Renee DiIulio is a contributing writer for Physical Therapy Products. For more information, contact .
Extra Effort
Patients may think that Ross Nakaji, PT, OCS, SCS, ATC, CSCS, clinic director of Los Gatos Orthopedic Sports Therapy Inc (LGOST) of Los Gatos, Calif, works them hard, but he works himself harder.
Although achieving his dual certifications was not easy, Nakaji believes the path was the right one for him and often encourages others to pursue similar goals. "Physical therapy is an evolving profession, and if you stay with the status quo, you'll be left a little behind. You have to stay on top of education to provide the best care and advance your career," Nakaji says.
Certifications provide a "good bar" for competency and push those who hold them to learn many physical therapy philosophies. To pass his Sports Clinical Specialist board, Nakaji studied the approaches of numerous physical therapy authorities and has now integrated that knowledge into his practice philosophy. The result is a practice driven to deliver high-quality care rather than treat a large volume of patients.
Nakaji sees about eight to 10 patients per day, spending a full hour with them. Every patient at LGOST will spend their time with a licensed PT. LGOST employs four full-time therapists, including Nakaji and his wife (also a PT), two part-time therapists, and a part-time PT assistant athletic trainer. Two administrative staff, a bookkeeper, and Nakaji's father, who is also a therapist and serves as a consultant, round out the staff. Nakaji's associates maintain similar schedules, seeing eight to nine patients per day.
The practice is able to maintain this low volume by limiting the number of insurance companies with which it contracts—no more than 20, according to Nakaji. As the number of companies a practice contracts with increases, the amount of reimbursement decreases, eventually requiring greater volume to support.
"If reimbursement continues to go down, you cannot function at the same level of care and need to water it down, perhaps bringing on aides. As an out-of-network provider, patients are responsible for a greater portion of the bill, but they get more. Therapy is not as successful unless you have a highly skilled therapist delivering the care," Nakaji says.
LGOST delivers a wide range of care but specializes in outpatient orthopedic physical therapy. Patients range in age from 3 to 70 years old, but the median is closer to early 20's. "We see a lot of high school and teenage athletes," Nakaji says.

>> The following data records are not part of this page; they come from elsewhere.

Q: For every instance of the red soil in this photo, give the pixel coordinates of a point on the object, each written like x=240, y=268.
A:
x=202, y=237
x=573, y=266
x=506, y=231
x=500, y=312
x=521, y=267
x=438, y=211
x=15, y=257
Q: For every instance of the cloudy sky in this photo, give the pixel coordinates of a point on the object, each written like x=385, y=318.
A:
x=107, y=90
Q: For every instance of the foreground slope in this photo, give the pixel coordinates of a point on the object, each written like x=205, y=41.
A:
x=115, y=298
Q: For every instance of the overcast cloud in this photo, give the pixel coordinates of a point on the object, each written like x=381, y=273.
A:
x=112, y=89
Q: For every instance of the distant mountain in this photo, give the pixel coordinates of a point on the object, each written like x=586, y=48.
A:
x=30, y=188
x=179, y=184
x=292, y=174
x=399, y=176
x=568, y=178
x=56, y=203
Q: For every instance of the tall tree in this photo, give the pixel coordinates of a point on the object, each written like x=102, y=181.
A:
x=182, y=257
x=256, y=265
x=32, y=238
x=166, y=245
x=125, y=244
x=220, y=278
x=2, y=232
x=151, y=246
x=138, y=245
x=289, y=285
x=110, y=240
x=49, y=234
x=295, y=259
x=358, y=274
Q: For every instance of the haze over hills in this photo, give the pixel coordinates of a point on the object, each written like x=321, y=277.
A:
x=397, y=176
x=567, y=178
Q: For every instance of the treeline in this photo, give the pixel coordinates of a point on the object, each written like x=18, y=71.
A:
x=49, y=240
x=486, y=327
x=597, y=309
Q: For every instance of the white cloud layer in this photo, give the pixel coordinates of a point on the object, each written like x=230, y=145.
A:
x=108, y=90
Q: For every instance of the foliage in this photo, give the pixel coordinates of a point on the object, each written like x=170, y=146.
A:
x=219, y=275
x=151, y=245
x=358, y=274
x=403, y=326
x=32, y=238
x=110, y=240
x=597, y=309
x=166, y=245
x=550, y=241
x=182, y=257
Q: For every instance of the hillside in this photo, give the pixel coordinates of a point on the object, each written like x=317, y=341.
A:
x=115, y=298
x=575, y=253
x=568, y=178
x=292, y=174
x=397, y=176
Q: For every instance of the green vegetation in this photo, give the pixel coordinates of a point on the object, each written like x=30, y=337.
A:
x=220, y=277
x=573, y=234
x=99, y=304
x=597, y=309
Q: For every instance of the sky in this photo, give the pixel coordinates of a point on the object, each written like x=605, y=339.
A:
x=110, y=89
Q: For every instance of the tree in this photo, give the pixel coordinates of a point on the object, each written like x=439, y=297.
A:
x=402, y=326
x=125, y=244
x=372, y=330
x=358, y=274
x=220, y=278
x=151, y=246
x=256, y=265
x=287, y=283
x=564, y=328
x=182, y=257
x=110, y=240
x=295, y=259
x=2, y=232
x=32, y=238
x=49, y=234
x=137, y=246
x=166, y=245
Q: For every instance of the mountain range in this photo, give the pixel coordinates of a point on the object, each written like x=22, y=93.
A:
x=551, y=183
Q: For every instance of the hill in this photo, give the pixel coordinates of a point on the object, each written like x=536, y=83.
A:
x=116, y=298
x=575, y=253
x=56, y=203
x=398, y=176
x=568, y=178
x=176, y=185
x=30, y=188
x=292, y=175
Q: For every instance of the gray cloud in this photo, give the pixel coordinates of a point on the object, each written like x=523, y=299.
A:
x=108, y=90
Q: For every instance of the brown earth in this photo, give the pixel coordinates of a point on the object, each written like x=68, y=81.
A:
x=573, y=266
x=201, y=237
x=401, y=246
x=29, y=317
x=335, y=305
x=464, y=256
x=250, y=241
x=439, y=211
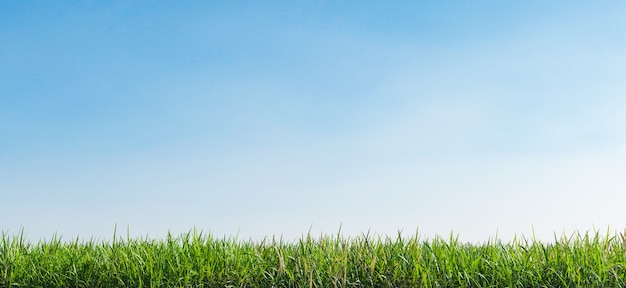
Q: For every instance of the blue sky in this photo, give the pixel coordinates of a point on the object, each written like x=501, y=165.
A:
x=260, y=119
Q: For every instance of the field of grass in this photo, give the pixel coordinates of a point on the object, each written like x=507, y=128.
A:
x=200, y=260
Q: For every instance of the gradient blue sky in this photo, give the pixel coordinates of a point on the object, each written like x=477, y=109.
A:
x=273, y=118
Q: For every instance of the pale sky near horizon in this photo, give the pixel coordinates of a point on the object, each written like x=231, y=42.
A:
x=280, y=117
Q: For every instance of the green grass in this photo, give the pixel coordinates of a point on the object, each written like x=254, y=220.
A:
x=200, y=260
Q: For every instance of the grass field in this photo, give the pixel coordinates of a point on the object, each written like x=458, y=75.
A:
x=200, y=260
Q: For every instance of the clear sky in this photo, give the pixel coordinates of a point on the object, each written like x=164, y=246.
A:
x=275, y=117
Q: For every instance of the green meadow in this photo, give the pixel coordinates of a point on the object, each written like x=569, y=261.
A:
x=200, y=260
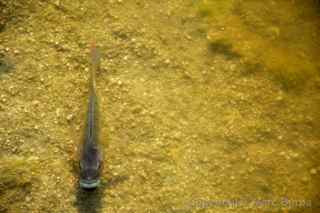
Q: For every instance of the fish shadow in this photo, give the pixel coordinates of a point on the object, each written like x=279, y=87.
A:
x=91, y=200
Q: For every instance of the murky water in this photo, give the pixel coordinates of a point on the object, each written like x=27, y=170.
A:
x=206, y=106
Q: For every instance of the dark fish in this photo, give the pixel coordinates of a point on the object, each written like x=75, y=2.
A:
x=90, y=161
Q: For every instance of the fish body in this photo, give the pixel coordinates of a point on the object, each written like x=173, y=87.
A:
x=90, y=160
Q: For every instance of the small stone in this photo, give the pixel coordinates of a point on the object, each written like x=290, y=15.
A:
x=70, y=117
x=313, y=171
x=305, y=179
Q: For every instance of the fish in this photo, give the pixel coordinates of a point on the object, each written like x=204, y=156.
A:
x=90, y=157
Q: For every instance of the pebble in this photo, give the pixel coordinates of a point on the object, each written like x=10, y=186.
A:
x=70, y=117
x=313, y=171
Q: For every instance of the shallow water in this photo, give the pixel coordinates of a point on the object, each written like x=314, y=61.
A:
x=206, y=106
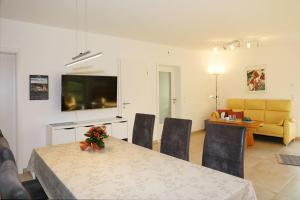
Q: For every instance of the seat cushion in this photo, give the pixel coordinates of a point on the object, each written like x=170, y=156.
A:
x=276, y=117
x=279, y=105
x=270, y=129
x=226, y=111
x=235, y=103
x=239, y=115
x=10, y=185
x=255, y=114
x=255, y=104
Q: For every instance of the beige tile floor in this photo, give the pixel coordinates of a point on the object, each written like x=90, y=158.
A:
x=271, y=180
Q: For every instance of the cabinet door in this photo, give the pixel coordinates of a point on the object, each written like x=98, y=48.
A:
x=119, y=130
x=80, y=131
x=108, y=127
x=62, y=136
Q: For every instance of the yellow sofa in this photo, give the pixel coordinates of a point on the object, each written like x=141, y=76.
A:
x=276, y=115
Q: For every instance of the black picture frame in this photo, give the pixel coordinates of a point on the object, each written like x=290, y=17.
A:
x=38, y=87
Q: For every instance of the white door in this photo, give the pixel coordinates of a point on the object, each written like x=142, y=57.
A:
x=138, y=90
x=8, y=99
x=166, y=95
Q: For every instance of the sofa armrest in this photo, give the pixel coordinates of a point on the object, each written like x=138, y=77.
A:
x=289, y=130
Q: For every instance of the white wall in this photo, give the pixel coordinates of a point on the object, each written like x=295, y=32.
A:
x=8, y=98
x=282, y=64
x=44, y=50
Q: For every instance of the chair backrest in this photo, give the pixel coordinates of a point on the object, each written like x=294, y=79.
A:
x=175, y=140
x=224, y=149
x=10, y=185
x=5, y=152
x=4, y=143
x=143, y=130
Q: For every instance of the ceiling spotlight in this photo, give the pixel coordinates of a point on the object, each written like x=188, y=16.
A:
x=232, y=46
x=248, y=45
x=215, y=48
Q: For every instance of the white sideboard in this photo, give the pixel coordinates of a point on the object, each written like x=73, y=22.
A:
x=60, y=133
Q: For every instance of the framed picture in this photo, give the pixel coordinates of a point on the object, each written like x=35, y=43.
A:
x=39, y=87
x=256, y=79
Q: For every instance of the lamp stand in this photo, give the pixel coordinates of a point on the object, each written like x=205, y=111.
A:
x=217, y=97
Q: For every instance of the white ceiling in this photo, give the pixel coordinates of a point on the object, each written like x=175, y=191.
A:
x=184, y=23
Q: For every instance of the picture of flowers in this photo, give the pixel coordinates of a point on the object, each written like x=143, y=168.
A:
x=256, y=79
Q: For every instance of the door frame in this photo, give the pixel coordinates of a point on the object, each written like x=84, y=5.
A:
x=176, y=81
x=16, y=52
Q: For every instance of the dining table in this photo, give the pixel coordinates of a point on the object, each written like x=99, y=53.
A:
x=127, y=171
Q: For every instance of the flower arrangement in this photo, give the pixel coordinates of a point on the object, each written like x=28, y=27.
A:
x=94, y=140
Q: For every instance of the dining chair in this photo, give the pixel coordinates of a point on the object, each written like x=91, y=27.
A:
x=143, y=130
x=32, y=187
x=175, y=139
x=10, y=185
x=223, y=149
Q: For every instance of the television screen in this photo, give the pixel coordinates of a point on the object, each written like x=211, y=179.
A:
x=88, y=92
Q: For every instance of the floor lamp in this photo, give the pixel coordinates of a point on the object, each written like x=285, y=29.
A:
x=216, y=71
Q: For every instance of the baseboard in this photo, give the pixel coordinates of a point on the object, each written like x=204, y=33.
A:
x=200, y=130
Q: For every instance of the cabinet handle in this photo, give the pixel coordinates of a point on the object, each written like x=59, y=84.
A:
x=89, y=126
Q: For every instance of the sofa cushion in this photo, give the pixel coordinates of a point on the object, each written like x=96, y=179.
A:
x=278, y=105
x=227, y=111
x=275, y=117
x=235, y=103
x=255, y=104
x=270, y=129
x=255, y=114
x=239, y=115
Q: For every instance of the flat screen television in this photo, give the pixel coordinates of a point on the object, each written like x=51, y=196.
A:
x=80, y=92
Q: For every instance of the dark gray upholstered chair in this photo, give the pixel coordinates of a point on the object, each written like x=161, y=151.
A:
x=175, y=140
x=35, y=189
x=4, y=143
x=14, y=188
x=143, y=130
x=224, y=149
x=5, y=152
x=10, y=185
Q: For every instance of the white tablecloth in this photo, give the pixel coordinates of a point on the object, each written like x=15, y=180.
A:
x=126, y=171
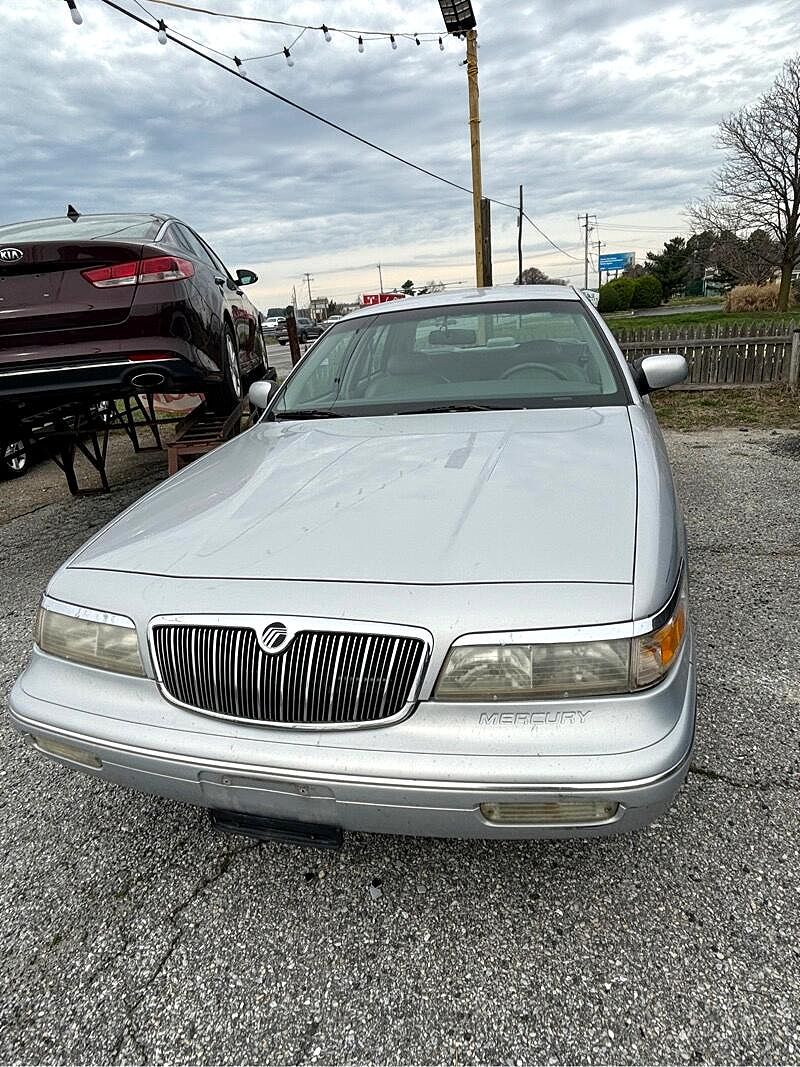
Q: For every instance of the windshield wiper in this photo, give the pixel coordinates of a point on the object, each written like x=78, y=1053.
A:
x=452, y=407
x=307, y=413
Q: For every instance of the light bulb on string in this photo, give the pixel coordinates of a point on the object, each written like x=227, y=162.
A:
x=75, y=14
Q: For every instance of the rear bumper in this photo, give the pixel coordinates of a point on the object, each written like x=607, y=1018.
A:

The practice has one location, although Nakaji's wife is contracted with an affiliate practice in Campbell, Calif. Occupying about 2,800 square feet, the site resides in two first-floor suites, one of which is predominantly a gym.
Nakaji describes the practice's philosophy as a unique integration of manual therapy and exercise-based PT to create an active approach, both for him and his patients.